I just bought a pair of 8 week old mixed does for pets. Their mom is a Lionhead/Dutch mix and the dad is a Harlequin.  The lady I bought them from was going to process the litter for her own family if they didn't sell. That left me wondering if I could breed them (when they're old enough) to a Dutch buck for meat rabbits. I know the breeding can be done, but would it be worth it? Should I stick with my original plan of getting a trio of NZs this spring?


----------



## TAH

Congrats on the bunnys!
@DutchBunny03


----------



## OctoberKitty

Thanks! I was going to wait until spring, but these two popped up on a BST page and I couldn't pass them up. I picked them up at the breeder's house this time too.


----------



## SableSteel

It can be done. Dutch don't have the growth rate or size of NZW, but I've heard that they have a better dress out ratio than most commercial breeds. They are not as productive as NZW, but they aren't worthless for meat.


----------



## Bunnylady

Any breed of rabbit can be eaten; the smaller ones just take a bit longer to get to a size where it is worthwhile. Dutch have commercial type, after all; like most of the older breeds, they were originally bred for meat.

Unfortunately, while the Harlequin supposedly has commercial type, most people get so hung up on color, they ignore type, and an awful lot of Harlies are bony scarecrows under the fancy fur coats. Still, the Harlequin might give these girls a bit more size, so they might have larger litters and raise them easier.


----------



## OctoberKitty

The size is where I was worried about their worth as meat rabbits. I figured you could eat a Lionhead or a Holland Lop if you were determined to do so. I'm only feeding two people and not selling so commercial quality isn't as important as space and time.

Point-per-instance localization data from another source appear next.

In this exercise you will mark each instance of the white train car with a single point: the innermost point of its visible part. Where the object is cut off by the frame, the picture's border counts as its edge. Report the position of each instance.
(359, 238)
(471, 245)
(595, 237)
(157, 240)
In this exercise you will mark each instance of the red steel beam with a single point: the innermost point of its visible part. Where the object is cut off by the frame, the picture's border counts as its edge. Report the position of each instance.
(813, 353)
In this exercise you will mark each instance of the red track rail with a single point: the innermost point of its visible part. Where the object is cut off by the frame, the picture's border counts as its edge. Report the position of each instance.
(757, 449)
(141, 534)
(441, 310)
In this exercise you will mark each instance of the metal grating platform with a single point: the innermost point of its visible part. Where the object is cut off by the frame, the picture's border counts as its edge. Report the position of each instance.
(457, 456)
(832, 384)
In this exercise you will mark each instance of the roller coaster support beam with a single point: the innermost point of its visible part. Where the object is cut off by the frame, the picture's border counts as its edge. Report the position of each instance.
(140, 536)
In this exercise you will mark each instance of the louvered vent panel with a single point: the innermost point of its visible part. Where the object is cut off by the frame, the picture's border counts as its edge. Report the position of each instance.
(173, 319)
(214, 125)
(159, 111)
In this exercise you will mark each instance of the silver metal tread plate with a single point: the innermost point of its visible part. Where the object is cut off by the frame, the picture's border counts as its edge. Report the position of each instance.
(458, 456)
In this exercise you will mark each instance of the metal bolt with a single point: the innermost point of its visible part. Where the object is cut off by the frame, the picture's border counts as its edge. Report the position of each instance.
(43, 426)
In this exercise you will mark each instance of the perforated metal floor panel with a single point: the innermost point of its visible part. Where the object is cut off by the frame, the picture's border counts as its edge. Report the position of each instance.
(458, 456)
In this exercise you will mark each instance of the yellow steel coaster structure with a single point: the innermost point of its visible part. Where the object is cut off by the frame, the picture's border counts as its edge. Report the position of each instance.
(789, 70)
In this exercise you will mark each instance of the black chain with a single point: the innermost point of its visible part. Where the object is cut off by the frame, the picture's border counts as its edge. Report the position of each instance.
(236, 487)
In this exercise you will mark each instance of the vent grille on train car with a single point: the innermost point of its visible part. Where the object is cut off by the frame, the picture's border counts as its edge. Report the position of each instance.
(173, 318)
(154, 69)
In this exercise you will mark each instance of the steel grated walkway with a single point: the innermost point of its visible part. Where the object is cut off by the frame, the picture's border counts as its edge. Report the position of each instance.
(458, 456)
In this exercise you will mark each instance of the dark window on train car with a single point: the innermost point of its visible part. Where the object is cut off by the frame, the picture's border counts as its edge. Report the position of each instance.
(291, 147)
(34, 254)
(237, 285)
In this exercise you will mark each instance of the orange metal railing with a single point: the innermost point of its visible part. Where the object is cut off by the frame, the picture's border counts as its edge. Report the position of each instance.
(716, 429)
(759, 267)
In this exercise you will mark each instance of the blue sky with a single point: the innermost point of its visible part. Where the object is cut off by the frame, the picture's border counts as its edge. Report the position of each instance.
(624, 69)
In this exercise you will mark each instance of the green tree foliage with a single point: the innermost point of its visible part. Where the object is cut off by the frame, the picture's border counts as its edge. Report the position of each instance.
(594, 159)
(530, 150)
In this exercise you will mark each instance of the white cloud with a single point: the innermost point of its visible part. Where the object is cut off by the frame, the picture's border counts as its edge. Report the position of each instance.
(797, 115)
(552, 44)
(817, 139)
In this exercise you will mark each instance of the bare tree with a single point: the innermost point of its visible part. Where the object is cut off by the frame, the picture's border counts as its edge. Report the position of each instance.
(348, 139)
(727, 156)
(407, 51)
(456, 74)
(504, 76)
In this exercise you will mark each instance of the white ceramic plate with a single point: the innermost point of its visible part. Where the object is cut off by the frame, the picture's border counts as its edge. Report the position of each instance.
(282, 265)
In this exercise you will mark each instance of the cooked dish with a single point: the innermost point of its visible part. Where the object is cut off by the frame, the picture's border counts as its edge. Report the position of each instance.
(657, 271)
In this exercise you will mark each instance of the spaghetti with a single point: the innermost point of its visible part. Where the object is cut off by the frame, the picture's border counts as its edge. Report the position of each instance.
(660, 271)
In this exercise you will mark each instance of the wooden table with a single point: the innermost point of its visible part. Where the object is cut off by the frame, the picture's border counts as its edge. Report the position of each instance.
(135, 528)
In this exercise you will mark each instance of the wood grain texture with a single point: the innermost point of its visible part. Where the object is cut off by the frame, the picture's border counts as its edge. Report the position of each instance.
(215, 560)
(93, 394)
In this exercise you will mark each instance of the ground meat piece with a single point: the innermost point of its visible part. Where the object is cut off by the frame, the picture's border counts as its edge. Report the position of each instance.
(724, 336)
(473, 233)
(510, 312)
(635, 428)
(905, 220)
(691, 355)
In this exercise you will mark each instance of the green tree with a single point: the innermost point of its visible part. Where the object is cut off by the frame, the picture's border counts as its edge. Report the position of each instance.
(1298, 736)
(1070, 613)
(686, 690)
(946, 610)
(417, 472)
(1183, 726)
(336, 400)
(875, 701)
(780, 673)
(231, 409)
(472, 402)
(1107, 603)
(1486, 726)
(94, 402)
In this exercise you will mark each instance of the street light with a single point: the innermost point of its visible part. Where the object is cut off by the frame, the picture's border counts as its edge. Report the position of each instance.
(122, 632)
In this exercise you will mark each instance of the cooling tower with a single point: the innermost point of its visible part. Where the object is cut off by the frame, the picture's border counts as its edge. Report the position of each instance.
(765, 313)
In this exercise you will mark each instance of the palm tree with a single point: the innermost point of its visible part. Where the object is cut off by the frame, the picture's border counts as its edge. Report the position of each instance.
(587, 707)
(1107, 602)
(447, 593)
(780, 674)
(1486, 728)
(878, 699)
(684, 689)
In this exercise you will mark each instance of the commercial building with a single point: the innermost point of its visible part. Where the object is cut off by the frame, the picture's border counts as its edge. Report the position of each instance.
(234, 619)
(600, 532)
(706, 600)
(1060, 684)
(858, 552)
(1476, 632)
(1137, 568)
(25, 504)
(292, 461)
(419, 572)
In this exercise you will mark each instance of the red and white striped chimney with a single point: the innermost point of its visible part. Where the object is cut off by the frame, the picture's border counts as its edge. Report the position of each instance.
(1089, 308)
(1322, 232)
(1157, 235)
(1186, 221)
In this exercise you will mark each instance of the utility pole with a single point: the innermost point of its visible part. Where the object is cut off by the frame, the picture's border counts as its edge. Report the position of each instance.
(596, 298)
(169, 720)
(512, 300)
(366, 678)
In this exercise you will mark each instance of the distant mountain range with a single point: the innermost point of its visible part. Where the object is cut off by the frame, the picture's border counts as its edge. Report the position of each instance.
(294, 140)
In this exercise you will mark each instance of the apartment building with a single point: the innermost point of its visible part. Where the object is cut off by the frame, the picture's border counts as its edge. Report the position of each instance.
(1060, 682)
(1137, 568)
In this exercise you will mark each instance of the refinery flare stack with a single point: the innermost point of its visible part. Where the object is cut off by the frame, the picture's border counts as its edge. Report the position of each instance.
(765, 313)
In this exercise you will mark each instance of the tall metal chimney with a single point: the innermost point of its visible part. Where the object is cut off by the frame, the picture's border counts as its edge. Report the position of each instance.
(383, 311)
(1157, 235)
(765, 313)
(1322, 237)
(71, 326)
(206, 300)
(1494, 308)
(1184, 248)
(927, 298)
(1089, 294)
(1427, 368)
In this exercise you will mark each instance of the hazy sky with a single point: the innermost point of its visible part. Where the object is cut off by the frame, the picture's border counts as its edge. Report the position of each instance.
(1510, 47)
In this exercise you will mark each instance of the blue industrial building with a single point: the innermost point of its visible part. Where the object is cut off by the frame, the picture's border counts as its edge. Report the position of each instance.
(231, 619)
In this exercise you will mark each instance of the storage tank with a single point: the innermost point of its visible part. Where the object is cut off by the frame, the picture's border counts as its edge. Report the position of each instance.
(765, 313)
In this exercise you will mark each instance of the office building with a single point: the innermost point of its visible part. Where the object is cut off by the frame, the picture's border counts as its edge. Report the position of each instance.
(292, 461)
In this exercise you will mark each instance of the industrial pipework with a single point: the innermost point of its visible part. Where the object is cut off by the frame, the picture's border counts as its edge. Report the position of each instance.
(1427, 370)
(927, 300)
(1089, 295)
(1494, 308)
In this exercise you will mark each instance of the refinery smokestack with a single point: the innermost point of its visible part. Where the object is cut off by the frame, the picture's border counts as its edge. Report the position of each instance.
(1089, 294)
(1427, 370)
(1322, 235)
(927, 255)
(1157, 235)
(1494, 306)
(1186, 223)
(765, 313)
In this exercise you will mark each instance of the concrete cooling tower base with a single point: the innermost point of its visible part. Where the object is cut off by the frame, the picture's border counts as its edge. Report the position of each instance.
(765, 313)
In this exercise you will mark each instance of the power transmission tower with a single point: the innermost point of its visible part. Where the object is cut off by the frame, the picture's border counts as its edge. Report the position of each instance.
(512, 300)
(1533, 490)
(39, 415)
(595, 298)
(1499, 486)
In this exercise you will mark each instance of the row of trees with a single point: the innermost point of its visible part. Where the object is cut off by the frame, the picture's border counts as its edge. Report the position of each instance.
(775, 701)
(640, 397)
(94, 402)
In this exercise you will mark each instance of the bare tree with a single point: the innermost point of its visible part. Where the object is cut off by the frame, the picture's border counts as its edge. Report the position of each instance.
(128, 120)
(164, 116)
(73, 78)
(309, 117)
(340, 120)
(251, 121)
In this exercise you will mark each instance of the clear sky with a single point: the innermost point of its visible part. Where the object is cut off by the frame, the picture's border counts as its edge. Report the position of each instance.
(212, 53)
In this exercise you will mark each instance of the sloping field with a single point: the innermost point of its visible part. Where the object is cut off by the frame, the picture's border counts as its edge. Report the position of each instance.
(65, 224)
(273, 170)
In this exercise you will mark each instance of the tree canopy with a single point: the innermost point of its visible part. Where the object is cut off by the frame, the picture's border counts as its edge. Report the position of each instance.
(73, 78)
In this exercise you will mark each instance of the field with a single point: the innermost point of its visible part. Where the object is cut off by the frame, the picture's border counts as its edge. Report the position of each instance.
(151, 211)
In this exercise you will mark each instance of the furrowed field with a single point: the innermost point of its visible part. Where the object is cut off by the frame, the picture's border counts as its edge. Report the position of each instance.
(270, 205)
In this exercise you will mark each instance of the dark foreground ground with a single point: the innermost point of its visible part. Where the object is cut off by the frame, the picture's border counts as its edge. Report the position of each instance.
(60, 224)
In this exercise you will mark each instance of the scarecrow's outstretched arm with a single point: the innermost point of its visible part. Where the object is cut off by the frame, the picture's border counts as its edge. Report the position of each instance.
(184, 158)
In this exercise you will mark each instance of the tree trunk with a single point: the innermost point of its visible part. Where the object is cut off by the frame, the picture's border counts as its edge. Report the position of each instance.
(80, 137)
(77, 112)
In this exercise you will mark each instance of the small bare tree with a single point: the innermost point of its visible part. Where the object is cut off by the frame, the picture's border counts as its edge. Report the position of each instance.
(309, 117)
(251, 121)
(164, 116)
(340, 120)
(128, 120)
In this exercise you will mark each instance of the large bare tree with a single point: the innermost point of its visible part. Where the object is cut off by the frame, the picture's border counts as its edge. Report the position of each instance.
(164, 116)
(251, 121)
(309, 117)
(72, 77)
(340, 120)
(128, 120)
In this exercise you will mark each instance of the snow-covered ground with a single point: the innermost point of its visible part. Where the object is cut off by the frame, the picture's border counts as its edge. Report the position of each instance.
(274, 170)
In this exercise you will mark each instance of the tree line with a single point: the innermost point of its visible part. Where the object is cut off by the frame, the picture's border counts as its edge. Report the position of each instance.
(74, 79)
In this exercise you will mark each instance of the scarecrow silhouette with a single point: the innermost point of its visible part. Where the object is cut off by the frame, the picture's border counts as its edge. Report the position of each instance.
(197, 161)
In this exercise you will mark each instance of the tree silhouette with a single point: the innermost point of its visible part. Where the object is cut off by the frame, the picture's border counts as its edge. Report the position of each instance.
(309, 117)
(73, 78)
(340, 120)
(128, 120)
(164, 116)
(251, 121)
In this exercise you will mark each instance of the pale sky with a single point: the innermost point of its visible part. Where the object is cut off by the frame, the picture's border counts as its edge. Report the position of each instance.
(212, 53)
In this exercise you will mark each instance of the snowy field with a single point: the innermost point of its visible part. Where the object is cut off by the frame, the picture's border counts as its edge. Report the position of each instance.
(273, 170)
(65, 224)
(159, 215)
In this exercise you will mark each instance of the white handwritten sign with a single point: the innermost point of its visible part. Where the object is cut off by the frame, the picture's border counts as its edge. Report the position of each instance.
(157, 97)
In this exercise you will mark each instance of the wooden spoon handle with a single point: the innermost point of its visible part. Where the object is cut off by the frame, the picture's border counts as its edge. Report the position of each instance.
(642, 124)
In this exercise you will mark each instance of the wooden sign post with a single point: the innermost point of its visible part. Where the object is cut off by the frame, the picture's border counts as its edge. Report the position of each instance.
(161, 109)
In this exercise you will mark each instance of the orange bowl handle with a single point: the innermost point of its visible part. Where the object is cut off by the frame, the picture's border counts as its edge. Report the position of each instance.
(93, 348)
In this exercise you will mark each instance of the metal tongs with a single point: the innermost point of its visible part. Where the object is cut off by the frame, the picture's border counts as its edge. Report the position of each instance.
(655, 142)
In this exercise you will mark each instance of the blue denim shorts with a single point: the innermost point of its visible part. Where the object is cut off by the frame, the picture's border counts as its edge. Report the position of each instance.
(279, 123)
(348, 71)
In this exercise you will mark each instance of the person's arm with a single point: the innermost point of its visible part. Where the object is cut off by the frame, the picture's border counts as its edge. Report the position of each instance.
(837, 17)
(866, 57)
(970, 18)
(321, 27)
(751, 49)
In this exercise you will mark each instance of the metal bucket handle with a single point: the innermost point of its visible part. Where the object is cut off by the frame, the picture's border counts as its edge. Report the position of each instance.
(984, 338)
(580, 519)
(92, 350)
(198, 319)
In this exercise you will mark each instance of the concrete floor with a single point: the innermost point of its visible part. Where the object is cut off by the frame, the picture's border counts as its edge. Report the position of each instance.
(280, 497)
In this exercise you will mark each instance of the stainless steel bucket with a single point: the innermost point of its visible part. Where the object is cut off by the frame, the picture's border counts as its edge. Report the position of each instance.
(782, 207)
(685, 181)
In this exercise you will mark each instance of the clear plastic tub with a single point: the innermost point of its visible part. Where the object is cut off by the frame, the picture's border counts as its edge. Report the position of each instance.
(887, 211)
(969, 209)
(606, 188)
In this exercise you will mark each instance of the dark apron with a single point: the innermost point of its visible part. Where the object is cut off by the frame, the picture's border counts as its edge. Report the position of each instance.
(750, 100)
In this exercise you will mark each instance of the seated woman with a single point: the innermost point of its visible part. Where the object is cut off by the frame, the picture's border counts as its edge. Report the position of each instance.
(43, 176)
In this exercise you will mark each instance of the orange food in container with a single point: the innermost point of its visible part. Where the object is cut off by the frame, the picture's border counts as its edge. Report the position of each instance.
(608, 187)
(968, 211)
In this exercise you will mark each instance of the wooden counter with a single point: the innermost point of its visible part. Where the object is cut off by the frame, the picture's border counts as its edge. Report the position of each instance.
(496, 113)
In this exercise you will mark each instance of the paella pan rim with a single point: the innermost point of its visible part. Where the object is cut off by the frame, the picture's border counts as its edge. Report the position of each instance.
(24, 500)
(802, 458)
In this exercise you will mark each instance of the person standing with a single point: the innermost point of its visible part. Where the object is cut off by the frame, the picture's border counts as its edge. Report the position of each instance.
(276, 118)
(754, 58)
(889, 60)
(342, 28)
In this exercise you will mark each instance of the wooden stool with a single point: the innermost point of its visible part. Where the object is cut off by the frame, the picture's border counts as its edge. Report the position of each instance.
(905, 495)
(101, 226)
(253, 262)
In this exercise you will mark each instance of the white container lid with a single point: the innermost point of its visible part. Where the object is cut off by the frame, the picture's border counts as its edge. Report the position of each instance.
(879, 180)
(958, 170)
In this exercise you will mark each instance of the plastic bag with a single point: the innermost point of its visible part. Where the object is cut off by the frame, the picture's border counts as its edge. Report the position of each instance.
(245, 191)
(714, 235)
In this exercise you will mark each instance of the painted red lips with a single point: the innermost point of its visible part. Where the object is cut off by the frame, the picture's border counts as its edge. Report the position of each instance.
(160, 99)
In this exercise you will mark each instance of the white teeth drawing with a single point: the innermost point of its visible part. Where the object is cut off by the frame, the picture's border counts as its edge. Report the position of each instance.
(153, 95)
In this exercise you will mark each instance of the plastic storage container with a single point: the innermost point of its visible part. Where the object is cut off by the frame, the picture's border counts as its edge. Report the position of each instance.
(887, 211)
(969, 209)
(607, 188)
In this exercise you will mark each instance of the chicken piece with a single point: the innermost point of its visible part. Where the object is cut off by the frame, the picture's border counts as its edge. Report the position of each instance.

Their dad didn't appear to be a bony scarecrow and the breeder was very proud of his size. She actually didn't mention his coloring once. The girls themselves have a really solid build to them and they were larger than I was expecting for their age. They are built like the pure Dutch rabbits I've seen, but I've never seen more than one Harlequin so I can't compare them properly. I was actually more worried about the Lionhead part. My Lionheads (and American Fuzzy) would have been perfectly described as bony scarecrows.

They did come from a litter of six so I'm hoping they will have similarly sized litters if bred. I didn't think to ask if that was an average litter size for her or not since I hadn't intended to breed them.


----------



## Bunnylady

Well, when you put a Harlie on a show table, you get something like 70% of the points for color and pattern, and only about 10% for type and condition; pretty clear where the focus is, huh? 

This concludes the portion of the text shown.